Bu sorunun cevabı galiba sağlamlık, kalite ve zamanla aşınmayan bir yapıyı estetikle birleştiren böylelikle her devirde ve her türlü şartlarda restorasyonu mümkün olan otomobilleri miras bırakan Amerikan tarzında gizli.
İster Amerikan ister Avrupalı olsun, klasik değeri üst sınıfta olsun veya olmasın iyi yapılan bir restorasyon sonrasında bu otomobillerin, sağlam, güvenli, konforlu, gösterişli, az rastlanan ve özel olmaları sebebiyle yola çıktığı zaman herkesin gözünün üzerlerinde olmasını sağlıyor.
Atatürk Ve Arabaları
Her güçlü devlet başkanı gibi Atatürk de otomobillere ilgi duyardı özellikle ünlü ve pahalı markalara olan merakı vardı. Bu otomobillerden bazıları Anıtkabir’in Tandoğan kapısından içeri girildiğinde ziyaretçileri sonsuz bir hüzünle karşılamakta.
Bu otomobillerden en ünlüsü 1936 model bir Cadillac 80. Türkiye İş Bankası’nın Atatürk’e armağan ettiği bu özel otomobil önündeki devasa metal ızgara, adeta gelenlere bakan bir çift göz gibi yuvarlak farları, ve simsiyah rengiyle uzaktan bile hemen farkediliyor.
Atatürk bu otomobili 1936-1938 yılları arasında kullanmış ve vefatının ardından da aracın kullanımına devam edilmiş. Daha sonra 1959 yılında Maliye Bakanlığı bu otomobili Anıtkabir’e bağışlamış. 12 silindirli bu muhteşem Cadillac 80 serisinin motoru 6.8 litrelik ve 150 HP güç üretiyor. Ön konsolu basit birkaç düğme ve göstergeden ibaret. Cadillac’ın yuvarlak çerçeveli gösterge tablosundaki saat 09.05’e ayarlanmış.
Anıtkabir’in Barış Kulesi bölümüne gelindiğinde 2 adet görkemli Lincoln marka otomobil bulunuyor.Bu Lincoln’ ler 1935 ile 1938 yılları arasında Cumhurbaşkanlığı tarafından Atatürk’e tahsis edilmiş ve Atatürk’ ün makam ve törenlerde kullanmayı tercih ettiği otomobiller. Tören otomobili 1934 model bir convertible. Yani Lincoln’ün K serisinin tek convertible versiyonu.

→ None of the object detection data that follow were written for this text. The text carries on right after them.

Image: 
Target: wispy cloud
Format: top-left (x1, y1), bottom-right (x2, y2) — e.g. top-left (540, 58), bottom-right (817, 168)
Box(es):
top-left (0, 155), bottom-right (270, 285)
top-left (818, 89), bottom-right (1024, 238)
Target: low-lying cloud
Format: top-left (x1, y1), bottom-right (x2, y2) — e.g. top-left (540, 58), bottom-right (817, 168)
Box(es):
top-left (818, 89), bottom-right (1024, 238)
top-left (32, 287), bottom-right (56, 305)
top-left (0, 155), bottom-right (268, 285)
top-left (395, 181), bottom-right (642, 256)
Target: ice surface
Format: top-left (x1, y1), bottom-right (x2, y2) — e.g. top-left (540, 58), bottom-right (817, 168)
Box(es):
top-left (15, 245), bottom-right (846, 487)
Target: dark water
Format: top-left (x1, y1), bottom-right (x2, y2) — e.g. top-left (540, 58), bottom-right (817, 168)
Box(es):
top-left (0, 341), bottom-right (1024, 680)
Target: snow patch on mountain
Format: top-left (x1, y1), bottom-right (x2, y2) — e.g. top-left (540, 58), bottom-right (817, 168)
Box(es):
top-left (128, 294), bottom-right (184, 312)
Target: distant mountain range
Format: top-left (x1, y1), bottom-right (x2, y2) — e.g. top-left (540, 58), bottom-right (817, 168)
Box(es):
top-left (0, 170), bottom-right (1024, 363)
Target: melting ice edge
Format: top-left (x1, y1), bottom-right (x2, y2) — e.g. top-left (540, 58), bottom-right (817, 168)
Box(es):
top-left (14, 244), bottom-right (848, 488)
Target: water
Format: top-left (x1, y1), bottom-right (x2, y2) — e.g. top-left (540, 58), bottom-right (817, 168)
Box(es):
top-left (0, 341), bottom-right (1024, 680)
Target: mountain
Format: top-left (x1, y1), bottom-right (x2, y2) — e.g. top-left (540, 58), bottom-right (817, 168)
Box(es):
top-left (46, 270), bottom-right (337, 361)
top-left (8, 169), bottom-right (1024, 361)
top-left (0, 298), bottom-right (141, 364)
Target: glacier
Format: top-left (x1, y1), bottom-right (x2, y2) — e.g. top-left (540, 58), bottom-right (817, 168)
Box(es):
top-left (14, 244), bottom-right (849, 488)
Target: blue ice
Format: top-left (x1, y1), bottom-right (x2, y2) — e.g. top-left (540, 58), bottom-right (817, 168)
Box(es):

Siyah renkte, 12 silindirli bir motoru var. Atatürk, bu otomobili devlet başkanlarını selamlarken kullanırmış. Aracın bez tavan bölümü arkaya doğru toplanmış duruyor. Atatürk’ün vefatından sonra bir süre daha, hatta Celal Bayar döneminde de kullanılmış.
Atatürk’ün kullandığı bir diğer makam otomobili de Lincoln K. Kocaman bir ızgarası ve mavi bir V12 amblemi var. Arabaya binip inmek için açılan bir basamağı mevcut. 3 ileri manuel vitesli, Stromberg karbüratörlü, 6.8 litrelik, 150 HP gücünde 12 silindirli bu otomobilden sadece 45 tane üretilmiş. Ayrıca arabanın bir önemli özelliği de zırhlı olması.